When creating a new usecase, you should first specify a DATA TYPE among:

  • Tabular (including textual)
  • Time series
  • Images

Then, you can specify a usecase name linked to a previously created Data Set.

_images/new_usecase.png

Depending on the TRAINING TYPE, some options are displayed :

  • Hold out : only for Tabular usecases. It is a Data Set that will be predicted for each model trained and the performance will be compute on it
  • Image folder : only for Images usecases.

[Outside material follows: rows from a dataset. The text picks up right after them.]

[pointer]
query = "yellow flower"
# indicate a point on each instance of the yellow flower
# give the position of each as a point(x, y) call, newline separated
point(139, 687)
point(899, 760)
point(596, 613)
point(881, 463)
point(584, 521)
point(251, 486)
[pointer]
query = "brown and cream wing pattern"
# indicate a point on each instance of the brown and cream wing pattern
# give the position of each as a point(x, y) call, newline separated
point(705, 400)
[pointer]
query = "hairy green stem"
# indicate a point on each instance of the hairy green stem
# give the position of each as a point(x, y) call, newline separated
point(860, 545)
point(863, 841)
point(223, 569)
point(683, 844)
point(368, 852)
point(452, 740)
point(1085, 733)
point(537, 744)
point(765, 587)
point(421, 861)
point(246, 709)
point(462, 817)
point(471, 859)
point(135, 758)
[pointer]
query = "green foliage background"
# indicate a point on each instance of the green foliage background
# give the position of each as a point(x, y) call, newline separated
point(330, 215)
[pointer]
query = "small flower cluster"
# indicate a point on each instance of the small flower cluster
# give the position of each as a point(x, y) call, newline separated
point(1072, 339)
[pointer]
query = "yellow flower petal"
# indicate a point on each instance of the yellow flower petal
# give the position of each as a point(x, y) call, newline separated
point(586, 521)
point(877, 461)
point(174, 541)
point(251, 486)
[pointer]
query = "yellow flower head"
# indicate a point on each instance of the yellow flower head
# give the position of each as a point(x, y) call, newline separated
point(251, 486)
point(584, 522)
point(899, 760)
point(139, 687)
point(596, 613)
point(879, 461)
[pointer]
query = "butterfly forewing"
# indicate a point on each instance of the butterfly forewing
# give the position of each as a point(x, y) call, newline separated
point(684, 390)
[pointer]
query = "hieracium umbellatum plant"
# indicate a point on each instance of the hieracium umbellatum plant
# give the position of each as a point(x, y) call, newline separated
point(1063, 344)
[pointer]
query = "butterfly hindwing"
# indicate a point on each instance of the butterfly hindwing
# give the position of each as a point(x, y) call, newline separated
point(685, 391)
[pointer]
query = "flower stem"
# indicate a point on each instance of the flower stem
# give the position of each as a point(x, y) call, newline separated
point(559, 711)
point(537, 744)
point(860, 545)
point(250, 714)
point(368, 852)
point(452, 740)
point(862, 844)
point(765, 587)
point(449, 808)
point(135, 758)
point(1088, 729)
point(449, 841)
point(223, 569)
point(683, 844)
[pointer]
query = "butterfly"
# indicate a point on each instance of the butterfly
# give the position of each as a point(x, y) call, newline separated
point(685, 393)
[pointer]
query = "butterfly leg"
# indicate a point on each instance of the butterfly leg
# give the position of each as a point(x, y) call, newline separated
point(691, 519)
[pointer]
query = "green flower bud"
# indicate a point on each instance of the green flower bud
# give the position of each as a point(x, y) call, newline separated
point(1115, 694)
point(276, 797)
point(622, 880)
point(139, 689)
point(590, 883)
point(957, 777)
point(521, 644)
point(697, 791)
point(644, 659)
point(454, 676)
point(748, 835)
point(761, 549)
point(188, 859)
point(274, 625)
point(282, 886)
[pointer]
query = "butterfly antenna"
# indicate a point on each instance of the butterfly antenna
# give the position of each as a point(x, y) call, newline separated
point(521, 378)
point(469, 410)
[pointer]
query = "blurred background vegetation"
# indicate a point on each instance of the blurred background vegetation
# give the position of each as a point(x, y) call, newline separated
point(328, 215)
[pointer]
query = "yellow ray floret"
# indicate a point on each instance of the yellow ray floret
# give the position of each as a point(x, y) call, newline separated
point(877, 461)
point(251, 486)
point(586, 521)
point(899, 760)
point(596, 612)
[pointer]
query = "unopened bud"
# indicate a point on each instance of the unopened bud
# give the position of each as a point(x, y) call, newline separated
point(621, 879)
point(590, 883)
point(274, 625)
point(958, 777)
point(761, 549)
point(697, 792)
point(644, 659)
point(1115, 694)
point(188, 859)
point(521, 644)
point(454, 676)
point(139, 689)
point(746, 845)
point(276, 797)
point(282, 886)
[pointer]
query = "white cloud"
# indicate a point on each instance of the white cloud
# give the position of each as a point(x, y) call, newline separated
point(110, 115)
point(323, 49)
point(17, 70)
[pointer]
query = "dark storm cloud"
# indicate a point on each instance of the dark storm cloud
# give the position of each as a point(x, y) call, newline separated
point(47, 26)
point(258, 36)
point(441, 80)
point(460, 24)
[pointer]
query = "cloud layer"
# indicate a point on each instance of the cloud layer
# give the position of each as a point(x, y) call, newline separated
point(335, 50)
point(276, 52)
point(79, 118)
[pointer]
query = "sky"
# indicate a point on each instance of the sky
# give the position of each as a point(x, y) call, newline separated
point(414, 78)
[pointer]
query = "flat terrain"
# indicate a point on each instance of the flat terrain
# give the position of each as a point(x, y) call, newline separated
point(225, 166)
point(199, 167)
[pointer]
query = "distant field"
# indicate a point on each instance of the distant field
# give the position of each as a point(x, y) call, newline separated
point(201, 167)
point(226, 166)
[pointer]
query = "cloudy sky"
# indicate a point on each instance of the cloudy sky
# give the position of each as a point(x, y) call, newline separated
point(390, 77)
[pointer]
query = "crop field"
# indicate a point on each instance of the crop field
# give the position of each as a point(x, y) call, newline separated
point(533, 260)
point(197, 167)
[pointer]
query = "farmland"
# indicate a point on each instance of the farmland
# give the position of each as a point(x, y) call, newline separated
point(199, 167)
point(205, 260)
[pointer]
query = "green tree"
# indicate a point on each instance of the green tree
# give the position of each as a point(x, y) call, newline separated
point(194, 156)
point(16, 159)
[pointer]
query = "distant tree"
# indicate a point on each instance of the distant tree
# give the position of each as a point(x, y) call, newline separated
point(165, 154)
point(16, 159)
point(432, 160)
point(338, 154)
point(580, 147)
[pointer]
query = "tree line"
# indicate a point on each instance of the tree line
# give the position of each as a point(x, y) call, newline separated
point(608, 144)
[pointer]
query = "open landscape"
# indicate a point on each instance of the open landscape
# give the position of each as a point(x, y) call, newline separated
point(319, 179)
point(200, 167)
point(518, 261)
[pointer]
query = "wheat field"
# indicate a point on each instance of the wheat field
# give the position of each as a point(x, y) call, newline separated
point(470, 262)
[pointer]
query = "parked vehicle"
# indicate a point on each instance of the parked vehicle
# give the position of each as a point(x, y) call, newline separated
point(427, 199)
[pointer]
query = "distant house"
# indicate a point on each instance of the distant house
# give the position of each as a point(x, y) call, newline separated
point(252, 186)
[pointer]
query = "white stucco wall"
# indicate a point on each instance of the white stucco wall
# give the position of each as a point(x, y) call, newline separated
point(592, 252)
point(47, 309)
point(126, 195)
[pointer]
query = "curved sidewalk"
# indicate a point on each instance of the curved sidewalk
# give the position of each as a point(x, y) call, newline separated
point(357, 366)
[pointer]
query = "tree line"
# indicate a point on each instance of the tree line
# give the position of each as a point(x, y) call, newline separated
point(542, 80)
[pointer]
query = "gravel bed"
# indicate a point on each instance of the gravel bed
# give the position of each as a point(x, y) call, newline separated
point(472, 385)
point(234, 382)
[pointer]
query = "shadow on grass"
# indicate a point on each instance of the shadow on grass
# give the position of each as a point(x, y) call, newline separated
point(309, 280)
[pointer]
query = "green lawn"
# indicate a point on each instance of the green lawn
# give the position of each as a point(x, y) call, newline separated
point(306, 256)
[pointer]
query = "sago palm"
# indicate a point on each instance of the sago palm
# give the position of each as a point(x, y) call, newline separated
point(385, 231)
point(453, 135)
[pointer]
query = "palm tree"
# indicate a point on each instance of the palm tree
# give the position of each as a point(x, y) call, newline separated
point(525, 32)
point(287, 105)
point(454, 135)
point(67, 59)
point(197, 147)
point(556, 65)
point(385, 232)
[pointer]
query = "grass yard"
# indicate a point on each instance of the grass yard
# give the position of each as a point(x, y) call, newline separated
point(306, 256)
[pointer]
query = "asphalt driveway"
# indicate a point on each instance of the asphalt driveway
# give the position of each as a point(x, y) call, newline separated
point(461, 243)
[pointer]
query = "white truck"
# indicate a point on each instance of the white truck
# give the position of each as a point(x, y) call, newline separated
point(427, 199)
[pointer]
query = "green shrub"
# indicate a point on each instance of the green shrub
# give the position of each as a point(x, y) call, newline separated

It is a Data Set labelled as a folder containing images linked to a tabular Data Set

We offer 4 differents TRAINING TYPE:

TYPE TABULAR TIMESERIES IMAGE DEFINITION EXAMPLE
Regression OK OK OK Prediction of a quantitative feature 2.39 / 3.98 / 18.39
Classification OK   OK Prediction of a binary quantitative feature « Yes » / « No » ou 0 / 1
Multi classification OK   OK Prediction of a qualitative feature whose cardinality is > 2 « Victory » / « Defeat » / « Tie game »
Object detection     OK Detection from 1 to n objects per image + location Is there a train on this image ? If so, where ?

Tabular

The screens for these 3 types of usecases are extremely similar. Only metrics, detailed below, change according to the type of project. First, you should give your usecase a name and attach a previously created Data Set:

_images/train_1_ds.png

Note that only tabular Data Sets with an OK parsed status (✓ icon on the Data Set screen on the PARSED column) are selected.

It is also possible, but not mandatory, to add a Data Set for comparison (hold out):

_images/train_ho.png

Typically, the addition of such a Data Set is useful in a study context in which we want to compare the quality of the actual prediction (and no longer only the performance estimators) on a set of models. This Data Set must have the same structure as the original set (same column name).

Once this step done you can proceed on cliquing the configure dataset button, located on the top right of the screen:

_images/configure_dataset.png

Data Set configuration

_images/train_sup.png

On the left part of the screen, you will be able to fill:

  • The target column (mandatory). This column is the one we want to predict on.
  • The id column (optionnal). This column has typically no predictive power and is used to make join on other Data Sets later on.
  • The fold (optionnal). Typically, this column will contain a feature of 1, 2, … n (n being the maximum number of folds). If fed, the CV stratification will be based on this column and won’t be stratified to the target which is Prevision.io’s default behavior.
  • The weight (optionnal). Typically, this column contains a linear feature indicating the importance of a given row. The higher the weight, the more important the row is. If not fed, all rows are considered equally important (which is the case in most usecases).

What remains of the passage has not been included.